The enteral drug administration involves three primary routes: oral, sublingual, and buccal. Oral ingestion is the most prevalent, safe, economical, and convenient method for drug administration. However, it has certain drawbacks, including limited absorption due to the drug's low water solubility or poor membrane permeability, possible emesis from GI mucosa irritation, destruction of drugs by digestive enzymes or low gastric pH, and irregular absorption along with food or other drugs.
Drugs in the GI tract may undergo metabolism before reaching the systemic circulation, mediated by the intestinal microbiome, mucosa, or liver enzymes. Absorption is influenced by factors such as absorption surface area, blood flow, the drug's physical state and concentration, and its aqueous solubility. Many drugs are absorbed by passive diffusion, favoring nonionized, lipophilic forms. Despite weak acids being better absorbed from the stomach and weak bases from the intestine, the large surface area of the small intestine allows for a greater drug absorption rate than the stomach.
The gastric emptying rate, affected by various factors like food caloric content, fluid volume, osmolality, temperature, pH, diurnal and interindividual variation, metabolic state, and ambient temperature, influences drug absorption. Estrogen also affects gastric emptying in women; emptying is slower for premenopausal women and for those on estrogen replacement therapy.

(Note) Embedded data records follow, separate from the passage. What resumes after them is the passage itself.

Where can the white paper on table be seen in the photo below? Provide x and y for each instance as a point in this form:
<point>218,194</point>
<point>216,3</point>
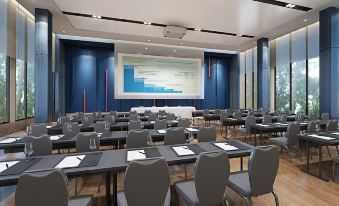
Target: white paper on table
<point>161,131</point>
<point>136,155</point>
<point>9,140</point>
<point>225,146</point>
<point>192,130</point>
<point>5,165</point>
<point>183,150</point>
<point>55,137</point>
<point>321,137</point>
<point>70,161</point>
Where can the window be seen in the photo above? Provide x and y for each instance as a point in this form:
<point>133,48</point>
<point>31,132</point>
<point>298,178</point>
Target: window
<point>282,74</point>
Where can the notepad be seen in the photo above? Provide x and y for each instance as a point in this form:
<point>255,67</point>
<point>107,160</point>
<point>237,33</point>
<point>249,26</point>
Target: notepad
<point>135,155</point>
<point>225,146</point>
<point>55,137</point>
<point>161,131</point>
<point>183,151</point>
<point>321,137</point>
<point>70,161</point>
<point>192,130</point>
<point>5,165</point>
<point>9,140</point>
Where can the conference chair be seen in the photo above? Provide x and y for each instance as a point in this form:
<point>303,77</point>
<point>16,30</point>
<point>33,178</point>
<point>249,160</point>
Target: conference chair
<point>249,122</point>
<point>267,119</point>
<point>175,135</point>
<point>147,182</point>
<point>152,117</point>
<point>134,125</point>
<point>87,120</point>
<point>41,146</point>
<point>63,119</point>
<point>207,134</point>
<point>259,179</point>
<point>211,173</point>
<point>291,140</point>
<point>137,139</point>
<point>47,188</point>
<point>36,129</point>
<point>83,145</point>
<point>184,122</point>
<point>160,124</point>
<point>70,128</point>
<point>102,127</point>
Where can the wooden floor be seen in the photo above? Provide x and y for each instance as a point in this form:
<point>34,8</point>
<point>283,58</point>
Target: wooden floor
<point>293,186</point>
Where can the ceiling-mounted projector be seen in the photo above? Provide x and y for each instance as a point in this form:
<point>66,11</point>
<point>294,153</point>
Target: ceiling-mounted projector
<point>175,32</point>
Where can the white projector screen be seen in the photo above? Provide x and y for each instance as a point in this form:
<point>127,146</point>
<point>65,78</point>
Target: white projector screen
<point>157,77</point>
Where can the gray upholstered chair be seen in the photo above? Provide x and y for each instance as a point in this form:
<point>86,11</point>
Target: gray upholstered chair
<point>207,134</point>
<point>102,127</point>
<point>110,119</point>
<point>184,123</point>
<point>37,129</point>
<point>152,117</point>
<point>267,119</point>
<point>160,124</point>
<point>249,122</point>
<point>207,188</point>
<point>87,120</point>
<point>134,125</point>
<point>147,182</point>
<point>263,166</point>
<point>41,145</point>
<point>175,135</point>
<point>47,188</point>
<point>291,140</point>
<point>71,128</point>
<point>331,125</point>
<point>137,138</point>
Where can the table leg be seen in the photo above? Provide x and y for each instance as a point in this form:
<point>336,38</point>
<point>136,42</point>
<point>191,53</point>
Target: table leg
<point>108,189</point>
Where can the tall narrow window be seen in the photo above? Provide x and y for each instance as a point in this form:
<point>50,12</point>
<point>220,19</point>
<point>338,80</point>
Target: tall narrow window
<point>313,69</point>
<point>282,74</point>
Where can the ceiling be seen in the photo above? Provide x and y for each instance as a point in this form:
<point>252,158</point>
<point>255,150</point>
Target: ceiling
<point>234,16</point>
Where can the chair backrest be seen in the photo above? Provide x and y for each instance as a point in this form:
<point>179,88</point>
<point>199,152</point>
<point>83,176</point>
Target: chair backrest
<point>110,119</point>
<point>134,125</point>
<point>263,167</point>
<point>293,130</point>
<point>249,122</point>
<point>175,135</point>
<point>332,125</point>
<point>160,124</point>
<point>184,123</point>
<point>41,145</point>
<point>267,119</point>
<point>207,134</point>
<point>83,140</point>
<point>152,117</point>
<point>133,117</point>
<point>41,189</point>
<point>102,127</point>
<point>71,128</point>
<point>137,138</point>
<point>210,186</point>
<point>38,129</point>
<point>87,120</point>
<point>147,182</point>
<point>311,127</point>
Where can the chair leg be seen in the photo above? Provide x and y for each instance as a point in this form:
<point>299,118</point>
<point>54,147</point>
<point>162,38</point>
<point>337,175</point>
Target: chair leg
<point>276,198</point>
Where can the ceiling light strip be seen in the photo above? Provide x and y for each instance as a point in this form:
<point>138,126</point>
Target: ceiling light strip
<point>154,24</point>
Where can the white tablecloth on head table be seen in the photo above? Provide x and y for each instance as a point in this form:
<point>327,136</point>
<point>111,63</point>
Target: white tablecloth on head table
<point>184,112</point>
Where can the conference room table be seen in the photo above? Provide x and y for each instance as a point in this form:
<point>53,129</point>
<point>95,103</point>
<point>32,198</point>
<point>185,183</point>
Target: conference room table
<point>318,140</point>
<point>111,162</point>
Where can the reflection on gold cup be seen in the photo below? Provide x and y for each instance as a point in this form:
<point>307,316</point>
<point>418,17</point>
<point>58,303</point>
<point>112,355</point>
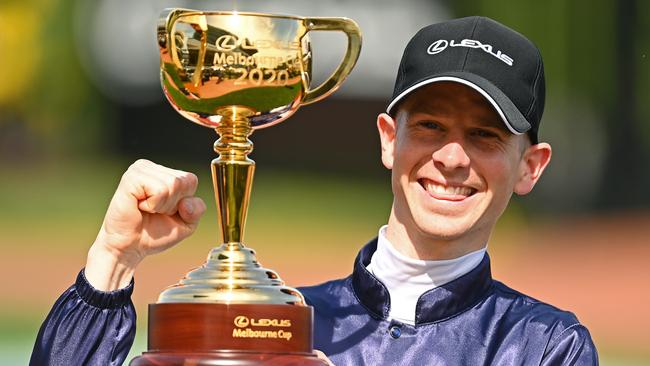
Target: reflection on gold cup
<point>237,72</point>
<point>221,65</point>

Certain drugs are administered with an enteric coating to prevent destruction by gastric secretions or to reduce gastric irritation.
Controlled-release preparations, designed for slow, uniform absorption, are advantageous for reducing administration frequency, maintaining overnight therapeutic effects, and decreasing undesired effects. They are particularly suitable for drugs with short half-lives or in specific patient groups, such as those receiving antiepileptic or antipsychotic agents.
The sublingual and buccal administration methods enable the direct diffusion of a drug into the bloodstream, bypassing the GI tract and enhancing absorption. These routes also bypass the first-pass effect in the liver, which can significantly increase the bioavailability of certain drugs. The venous drainage from the mouth leads directly to the superior vena cava, protecting the drug from premature metabolism and ensuring its rapid effectiveness upon reaching the heart and arterial system. For instance, sublingual nitroglycerin is used in the management of angina, and buccal midazolam is employed in the emergency treatment of epileptic seizures in children.
Enteral administration of drugs can occur via oral, sublingual, and buccal routes. Oral administration involves swallowing a pill; in sublingual delivery, it is placed under the tongue, while buccal intake positions it between the gums and cheek.
Oral drugs travel through the GI tract, undergo hepatic metabolism, and are absorbed through the intestines into the bloodstream.
However, some drugs may cause gastric irritation or be inactivated by gastric enzymes, or varying pH in the GI tract.
Drugs with protective enteric-coatings release only in the intestine, preventing denaturation or inactivation of acid-sensitive drugs like omeprazole while shielding the stomach from irritants like aspirin.
Controlled-release preparations employ a special coating for gradual drug release, ensuring prolonged action and reducing dosage frequency.
Sublingual and buccal routes enable direct drug diffusion into the blood supply, enhancing absorption. Examples include sublingual nitroglycerin treating angina and buccal midazolam for emergency treatment of epileptic seizures in children.